A Medical Device Daily
In new medical guidance for England and Wales, the National Institute for Clinical Excellence (NICE; Watford, England) is promoting the expanded use of dual-chamber pacemakers for treating slow heart rhythms, or bradycardia, suffered by an estimated 100,000 UK residents.
NICE advises in its latest guidance that up to 90% of all pacemakers implanted to treat sick sinus syndrome and atrioventricular block – the two primary causes of bradycardia – should be dual-chamber devices delivering electrical impulses to both the right atrium and the right ventricle.

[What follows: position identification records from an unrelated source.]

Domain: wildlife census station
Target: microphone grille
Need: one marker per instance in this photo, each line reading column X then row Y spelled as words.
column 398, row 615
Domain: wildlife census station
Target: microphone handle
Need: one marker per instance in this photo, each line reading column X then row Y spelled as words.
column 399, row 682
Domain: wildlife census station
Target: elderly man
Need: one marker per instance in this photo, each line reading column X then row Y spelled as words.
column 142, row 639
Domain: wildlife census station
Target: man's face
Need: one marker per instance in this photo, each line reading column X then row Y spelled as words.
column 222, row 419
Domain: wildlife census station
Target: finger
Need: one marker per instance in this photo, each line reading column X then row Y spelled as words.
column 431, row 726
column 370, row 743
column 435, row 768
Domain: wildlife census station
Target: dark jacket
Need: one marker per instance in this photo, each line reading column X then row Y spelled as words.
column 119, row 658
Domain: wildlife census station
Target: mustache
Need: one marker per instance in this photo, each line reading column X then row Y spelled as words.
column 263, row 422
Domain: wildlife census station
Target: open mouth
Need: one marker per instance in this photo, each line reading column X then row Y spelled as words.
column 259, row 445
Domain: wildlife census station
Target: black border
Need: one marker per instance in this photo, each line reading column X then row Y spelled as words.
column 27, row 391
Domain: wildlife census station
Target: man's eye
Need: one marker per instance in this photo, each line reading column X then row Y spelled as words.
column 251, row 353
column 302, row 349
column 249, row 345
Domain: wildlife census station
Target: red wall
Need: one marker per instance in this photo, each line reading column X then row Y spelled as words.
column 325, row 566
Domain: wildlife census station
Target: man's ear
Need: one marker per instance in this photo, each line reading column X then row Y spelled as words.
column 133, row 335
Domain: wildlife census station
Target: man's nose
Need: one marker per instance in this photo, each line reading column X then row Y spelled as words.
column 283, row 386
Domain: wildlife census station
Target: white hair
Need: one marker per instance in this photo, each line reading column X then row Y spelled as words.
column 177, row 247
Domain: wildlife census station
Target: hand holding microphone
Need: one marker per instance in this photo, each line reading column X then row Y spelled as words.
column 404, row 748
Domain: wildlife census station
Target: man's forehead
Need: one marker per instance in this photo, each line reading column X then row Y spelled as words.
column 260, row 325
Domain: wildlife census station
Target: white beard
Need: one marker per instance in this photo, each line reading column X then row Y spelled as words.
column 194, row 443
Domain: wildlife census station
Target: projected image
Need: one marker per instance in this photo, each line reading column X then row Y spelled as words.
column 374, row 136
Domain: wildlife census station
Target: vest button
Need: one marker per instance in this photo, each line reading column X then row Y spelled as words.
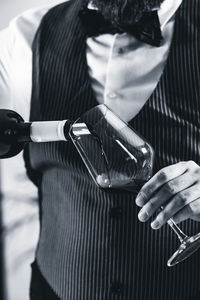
column 115, row 212
column 112, row 95
column 120, row 51
column 116, row 288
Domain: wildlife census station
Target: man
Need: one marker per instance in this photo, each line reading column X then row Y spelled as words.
column 92, row 245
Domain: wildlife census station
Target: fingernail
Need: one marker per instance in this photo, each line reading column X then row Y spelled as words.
column 155, row 224
column 139, row 199
column 143, row 216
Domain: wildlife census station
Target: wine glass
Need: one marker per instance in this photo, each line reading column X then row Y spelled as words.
column 117, row 157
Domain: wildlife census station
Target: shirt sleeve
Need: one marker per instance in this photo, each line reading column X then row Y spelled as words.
column 5, row 60
column 16, row 61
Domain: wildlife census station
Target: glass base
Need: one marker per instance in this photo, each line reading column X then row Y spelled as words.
column 188, row 246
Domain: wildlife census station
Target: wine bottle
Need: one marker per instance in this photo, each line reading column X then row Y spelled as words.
column 15, row 133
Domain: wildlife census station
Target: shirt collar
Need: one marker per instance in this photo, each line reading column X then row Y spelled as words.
column 165, row 12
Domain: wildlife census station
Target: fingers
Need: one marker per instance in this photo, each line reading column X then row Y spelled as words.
column 159, row 179
column 176, row 188
column 180, row 204
column 171, row 189
column 191, row 211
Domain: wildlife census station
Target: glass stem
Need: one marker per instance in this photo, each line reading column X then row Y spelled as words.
column 177, row 230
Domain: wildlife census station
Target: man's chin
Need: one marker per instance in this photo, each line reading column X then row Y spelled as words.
column 125, row 11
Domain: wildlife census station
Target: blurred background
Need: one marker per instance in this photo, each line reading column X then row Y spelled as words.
column 19, row 226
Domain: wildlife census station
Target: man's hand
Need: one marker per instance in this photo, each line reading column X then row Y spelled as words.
column 176, row 188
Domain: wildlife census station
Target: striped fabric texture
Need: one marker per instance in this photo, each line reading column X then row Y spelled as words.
column 92, row 246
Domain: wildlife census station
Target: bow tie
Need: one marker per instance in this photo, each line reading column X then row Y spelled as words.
column 147, row 29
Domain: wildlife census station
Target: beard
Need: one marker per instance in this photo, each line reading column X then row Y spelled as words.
column 125, row 12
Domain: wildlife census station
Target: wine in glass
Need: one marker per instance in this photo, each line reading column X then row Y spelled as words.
column 117, row 157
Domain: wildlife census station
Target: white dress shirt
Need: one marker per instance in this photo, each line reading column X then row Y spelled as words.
column 123, row 70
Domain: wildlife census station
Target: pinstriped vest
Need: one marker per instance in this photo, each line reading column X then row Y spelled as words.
column 92, row 246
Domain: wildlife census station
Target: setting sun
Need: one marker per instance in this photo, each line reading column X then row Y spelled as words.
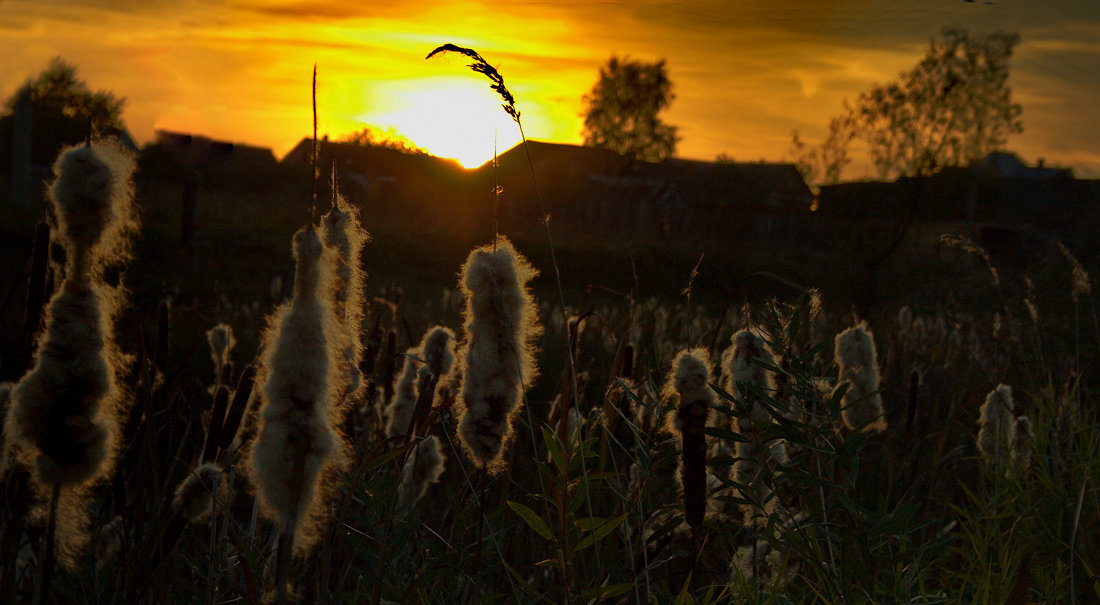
column 450, row 117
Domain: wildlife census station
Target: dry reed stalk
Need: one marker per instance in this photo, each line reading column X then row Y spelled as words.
column 213, row 426
column 235, row 411
column 998, row 432
column 300, row 380
column 688, row 383
column 856, row 358
column 35, row 288
column 495, row 360
column 63, row 422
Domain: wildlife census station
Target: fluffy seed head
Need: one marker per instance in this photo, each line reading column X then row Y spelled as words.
column 998, row 432
column 221, row 342
column 688, row 382
column 299, row 384
column 859, row 369
column 64, row 411
column 420, row 472
column 739, row 364
column 92, row 196
column 398, row 413
column 195, row 495
column 496, row 361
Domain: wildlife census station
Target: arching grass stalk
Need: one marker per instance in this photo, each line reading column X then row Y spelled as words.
column 481, row 66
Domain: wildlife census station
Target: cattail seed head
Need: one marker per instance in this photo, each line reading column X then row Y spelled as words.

Currently 60% of roughly 26,000 pacemakers implanted yearly in the UK are dual-chamber devices; the other 40% are single-chamber devices, which usually stimulate only the right ventricle.
"NICE rightly recognizes that dual-chamber pacemakers improve clinical outcomes cost-effectively for the treatment of bradycardia associated with sick sinus syndrome and atrioventricular block," said cardiologist Prof. Richard Sutton, a consultant with the Royal Brompton Hospital (London). "This new guidance is based on an exhaustive review of the medical literature on the subject and should encourage specialists in heart rhythm disorders to implant a greater proportion of dual-chamber devices for patients suffering from this type of arrhythmia."
According to the guidance, titled "Dual-chamber pacemakers for symptomatic bradycardia due to sick sinus syndrome and/or atrioventricular block," NICE estimates that the cost to the NHS of implementing these recommendations will range from £8 million to £10 million per year, an investment that the assessment committee deemed cost-effective.
"Dual-chamber pacemakers are well worth the extra cost," Sutton said. "The incremental cost-effectiveness ratio developed by NICE, at £8,500 per quality-adjusted life year, falls well within the generally accepted threshold of £30,000."
In addition to cost-effectiveness, the new guidance emphasizes the clinical benefits of dual-chamber pacing.
For example, meta-analyses of various published studies considered by the committee showed a statistically significant reduction in atrial fibrillation, improvement in exercise capacity and improvement in quality of life, when dual-chamber pacing is compared to single-chamber pacing.
"NICE influences treatment decisions not just in the UK, but internationally as well," said Jenifer Ehreth, MD, a health economist with Medtronic (Minneapolis). "So we are especially pleased with this guidance on dual-chamber pacing. Because of these recommendations, people with bradycardia – starting with those in the UK – now stand a better chance of getting a dual-chamber pacemaker when that is the most appropriate choice for them."
Results of one of the randomized clinical trials considered by NICE for the new guidance appeared in the Jan. 18 issue of Circulation. The authors of the study, the Mode Selection in Sinus Node Dysfunction Trial (MOST), write: "For patients with sick sinus syndrome requiring pacing, dual-chamber pacing increases quality-adjusted life expectancy at a cost that is generally considered acceptable.
"Compared with [single-chamber] pacemakers, dual-chamber pacemakers in the MOST trial significantly reduced the rates of atrial fibrillation and hospitalization for heart failure and were associated with somewhat lower rates of stroke. This reduction in nonfatal events with dual-chamber pacemakers resulted in better quality of life observed during the trial on a number of measures and projected to an even greater extent beyond the trial because of the life expectancy of affected patients."
The NICE guidance is available online at www.nice.org.uk.